Last evening we were filling out their applications for dance examinations, and talking about names.  They all understand about need at school to say, "My mother’s name is Dr. Michelle Harrison" because I have to sign for everything, and that’s what their papers now say.  But for dance, they only wanted fathers listed so we practiced, "My father’s name is Dr. Michelle Harrison."  But these occasions always start discussions about their families, siblings, parents, violence, who has died, who was murdered, who was taken away by police, who went hungry.  Two days ago all the kids got MMR injections.  So last evening one the girls informed me that living on trains you didn’t get injections.  She still isn’t sure she wants to be here — is constantly assessing her situation.  She makes me laugh a lot.

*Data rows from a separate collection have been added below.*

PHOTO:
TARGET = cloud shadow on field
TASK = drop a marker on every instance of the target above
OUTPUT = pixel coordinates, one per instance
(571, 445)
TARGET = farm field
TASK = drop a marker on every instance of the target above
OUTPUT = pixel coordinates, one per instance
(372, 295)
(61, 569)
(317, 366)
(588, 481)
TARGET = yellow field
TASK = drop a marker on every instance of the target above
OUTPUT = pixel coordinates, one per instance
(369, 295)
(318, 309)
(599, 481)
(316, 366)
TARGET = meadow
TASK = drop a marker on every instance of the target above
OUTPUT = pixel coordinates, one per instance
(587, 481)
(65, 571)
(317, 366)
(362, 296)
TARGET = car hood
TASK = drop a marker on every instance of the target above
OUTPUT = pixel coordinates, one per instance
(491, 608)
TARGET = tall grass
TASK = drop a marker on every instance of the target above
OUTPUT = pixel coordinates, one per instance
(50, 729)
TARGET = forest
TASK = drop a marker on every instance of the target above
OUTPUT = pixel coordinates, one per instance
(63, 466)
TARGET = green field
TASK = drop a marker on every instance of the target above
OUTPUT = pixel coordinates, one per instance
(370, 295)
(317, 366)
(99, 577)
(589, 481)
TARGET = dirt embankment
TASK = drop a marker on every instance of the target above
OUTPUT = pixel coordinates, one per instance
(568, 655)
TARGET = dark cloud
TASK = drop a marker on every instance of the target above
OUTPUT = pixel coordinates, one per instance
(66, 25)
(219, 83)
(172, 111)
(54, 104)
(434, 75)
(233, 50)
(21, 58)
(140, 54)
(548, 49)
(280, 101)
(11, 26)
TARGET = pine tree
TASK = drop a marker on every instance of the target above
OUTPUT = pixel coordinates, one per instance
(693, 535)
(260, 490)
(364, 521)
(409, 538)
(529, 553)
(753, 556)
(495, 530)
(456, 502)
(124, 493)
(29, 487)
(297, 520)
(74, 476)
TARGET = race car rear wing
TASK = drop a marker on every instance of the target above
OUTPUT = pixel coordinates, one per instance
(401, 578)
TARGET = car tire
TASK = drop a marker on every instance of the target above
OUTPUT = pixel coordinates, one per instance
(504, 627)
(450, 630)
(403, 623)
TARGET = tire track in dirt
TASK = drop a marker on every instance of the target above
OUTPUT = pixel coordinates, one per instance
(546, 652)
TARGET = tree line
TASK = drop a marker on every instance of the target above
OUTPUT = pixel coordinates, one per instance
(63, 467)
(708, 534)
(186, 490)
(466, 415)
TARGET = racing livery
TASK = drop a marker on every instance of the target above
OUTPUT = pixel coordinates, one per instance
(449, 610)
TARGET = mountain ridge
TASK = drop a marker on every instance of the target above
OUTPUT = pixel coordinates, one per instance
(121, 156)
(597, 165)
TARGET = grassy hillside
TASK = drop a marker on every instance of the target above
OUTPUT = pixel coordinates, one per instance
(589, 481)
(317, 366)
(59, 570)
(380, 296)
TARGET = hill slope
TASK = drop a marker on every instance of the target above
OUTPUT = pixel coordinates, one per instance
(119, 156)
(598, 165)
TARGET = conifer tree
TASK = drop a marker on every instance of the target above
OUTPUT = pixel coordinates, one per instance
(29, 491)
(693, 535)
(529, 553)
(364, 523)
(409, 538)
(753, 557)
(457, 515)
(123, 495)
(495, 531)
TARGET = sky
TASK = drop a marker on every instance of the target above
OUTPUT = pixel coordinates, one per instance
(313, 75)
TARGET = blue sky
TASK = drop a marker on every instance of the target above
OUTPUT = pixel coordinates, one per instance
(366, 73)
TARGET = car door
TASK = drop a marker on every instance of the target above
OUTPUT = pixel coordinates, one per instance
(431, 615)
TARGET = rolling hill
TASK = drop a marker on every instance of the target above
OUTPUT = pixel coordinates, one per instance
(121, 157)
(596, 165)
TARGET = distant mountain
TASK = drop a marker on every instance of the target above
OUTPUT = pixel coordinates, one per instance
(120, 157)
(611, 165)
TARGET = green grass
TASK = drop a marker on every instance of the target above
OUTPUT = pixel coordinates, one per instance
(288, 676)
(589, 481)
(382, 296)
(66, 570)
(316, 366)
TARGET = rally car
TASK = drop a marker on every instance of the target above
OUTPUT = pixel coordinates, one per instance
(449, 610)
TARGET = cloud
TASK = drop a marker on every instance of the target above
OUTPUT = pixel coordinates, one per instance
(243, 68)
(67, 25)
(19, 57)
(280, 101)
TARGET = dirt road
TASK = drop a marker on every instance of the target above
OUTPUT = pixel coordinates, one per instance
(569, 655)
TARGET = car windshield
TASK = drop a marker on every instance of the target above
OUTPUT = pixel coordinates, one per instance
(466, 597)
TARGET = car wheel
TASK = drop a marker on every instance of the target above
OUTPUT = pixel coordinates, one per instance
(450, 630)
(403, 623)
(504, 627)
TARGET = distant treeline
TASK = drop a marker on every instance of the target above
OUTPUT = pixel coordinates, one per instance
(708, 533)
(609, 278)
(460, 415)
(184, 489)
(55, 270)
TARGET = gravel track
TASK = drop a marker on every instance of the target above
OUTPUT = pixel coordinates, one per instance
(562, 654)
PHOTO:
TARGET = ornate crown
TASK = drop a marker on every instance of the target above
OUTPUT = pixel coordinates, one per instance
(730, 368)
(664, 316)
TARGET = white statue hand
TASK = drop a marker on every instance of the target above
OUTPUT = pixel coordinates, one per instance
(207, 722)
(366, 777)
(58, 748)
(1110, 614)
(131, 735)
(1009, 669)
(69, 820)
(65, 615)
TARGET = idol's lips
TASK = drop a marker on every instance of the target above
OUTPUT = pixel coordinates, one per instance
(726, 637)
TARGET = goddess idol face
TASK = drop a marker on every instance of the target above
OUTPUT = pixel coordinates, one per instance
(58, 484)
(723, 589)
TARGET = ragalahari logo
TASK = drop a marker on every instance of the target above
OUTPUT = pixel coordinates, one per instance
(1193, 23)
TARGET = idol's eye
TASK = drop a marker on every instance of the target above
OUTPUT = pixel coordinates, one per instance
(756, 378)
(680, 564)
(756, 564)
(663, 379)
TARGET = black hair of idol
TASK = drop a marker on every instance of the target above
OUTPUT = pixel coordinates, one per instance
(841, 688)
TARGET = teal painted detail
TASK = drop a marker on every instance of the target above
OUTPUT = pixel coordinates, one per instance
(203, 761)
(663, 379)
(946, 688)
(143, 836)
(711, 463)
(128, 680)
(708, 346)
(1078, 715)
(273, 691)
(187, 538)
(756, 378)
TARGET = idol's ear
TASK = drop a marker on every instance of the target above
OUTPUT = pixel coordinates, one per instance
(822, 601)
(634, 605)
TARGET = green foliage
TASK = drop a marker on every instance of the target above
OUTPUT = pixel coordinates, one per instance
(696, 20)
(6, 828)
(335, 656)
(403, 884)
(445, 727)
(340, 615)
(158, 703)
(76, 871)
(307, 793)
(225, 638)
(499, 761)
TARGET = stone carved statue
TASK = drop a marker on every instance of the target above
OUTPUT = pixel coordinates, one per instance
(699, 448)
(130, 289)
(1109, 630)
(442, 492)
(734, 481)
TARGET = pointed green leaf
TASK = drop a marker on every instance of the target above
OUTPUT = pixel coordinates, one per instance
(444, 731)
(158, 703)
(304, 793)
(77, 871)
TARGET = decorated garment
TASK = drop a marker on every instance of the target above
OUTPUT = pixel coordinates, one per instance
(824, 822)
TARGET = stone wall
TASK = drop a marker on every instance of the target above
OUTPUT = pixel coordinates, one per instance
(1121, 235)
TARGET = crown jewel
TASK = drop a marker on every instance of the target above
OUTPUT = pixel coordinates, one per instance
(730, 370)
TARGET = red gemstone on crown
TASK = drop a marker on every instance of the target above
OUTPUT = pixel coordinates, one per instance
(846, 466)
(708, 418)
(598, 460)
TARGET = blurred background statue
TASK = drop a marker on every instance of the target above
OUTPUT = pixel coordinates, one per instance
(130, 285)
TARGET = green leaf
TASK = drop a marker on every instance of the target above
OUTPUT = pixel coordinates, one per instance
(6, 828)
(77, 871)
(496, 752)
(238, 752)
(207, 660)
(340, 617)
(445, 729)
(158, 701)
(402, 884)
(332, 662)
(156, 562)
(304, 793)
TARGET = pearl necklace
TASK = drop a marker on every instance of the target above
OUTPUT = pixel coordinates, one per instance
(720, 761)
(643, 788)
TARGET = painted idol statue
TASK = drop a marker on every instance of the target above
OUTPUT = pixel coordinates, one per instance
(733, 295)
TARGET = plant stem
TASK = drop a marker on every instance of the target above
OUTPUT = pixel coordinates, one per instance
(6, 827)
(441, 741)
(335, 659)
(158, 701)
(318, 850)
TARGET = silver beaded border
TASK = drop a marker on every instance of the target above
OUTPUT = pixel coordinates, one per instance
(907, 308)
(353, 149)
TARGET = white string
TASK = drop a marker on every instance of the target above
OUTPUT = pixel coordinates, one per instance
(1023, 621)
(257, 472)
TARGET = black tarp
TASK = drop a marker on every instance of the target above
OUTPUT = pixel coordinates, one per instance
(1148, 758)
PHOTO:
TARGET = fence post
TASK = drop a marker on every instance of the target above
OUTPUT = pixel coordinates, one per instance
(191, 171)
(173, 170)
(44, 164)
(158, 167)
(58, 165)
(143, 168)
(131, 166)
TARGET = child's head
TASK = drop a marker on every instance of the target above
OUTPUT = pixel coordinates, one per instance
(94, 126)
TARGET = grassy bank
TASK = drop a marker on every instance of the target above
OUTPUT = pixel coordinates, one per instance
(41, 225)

Anyway, I want them to keep alive their memories through poetry, words in their mother tongue — just an image in my mind — trying to find a way for them to express themselves and make themselves known.  They think a lot.

I also picked up a really nice illustrated encyclopedia of history for children.  They love looking at pictures, asking questions… they are interested in everything they see.  They have a history class for a half hour six days a week.  It’s not in their school curriculum, but in ours here.  And i bought a small book about railways of the world, since they love trains… (the place you don’t get injections) and several of them grew up on tracks and in stations.

It’s Sunday morning at ten.  The mime teacher didn’t show.  Some of the girls are watching Lagaan, some are helping in the kitchen, laundry has already been done, and it hanging on the lines on the roof.  One of the massis and I just cleaned out one of the storage closets… just a Happy Day at Shishur Sevay.  So I clap my hands, stomp my feet and yell, Hooray!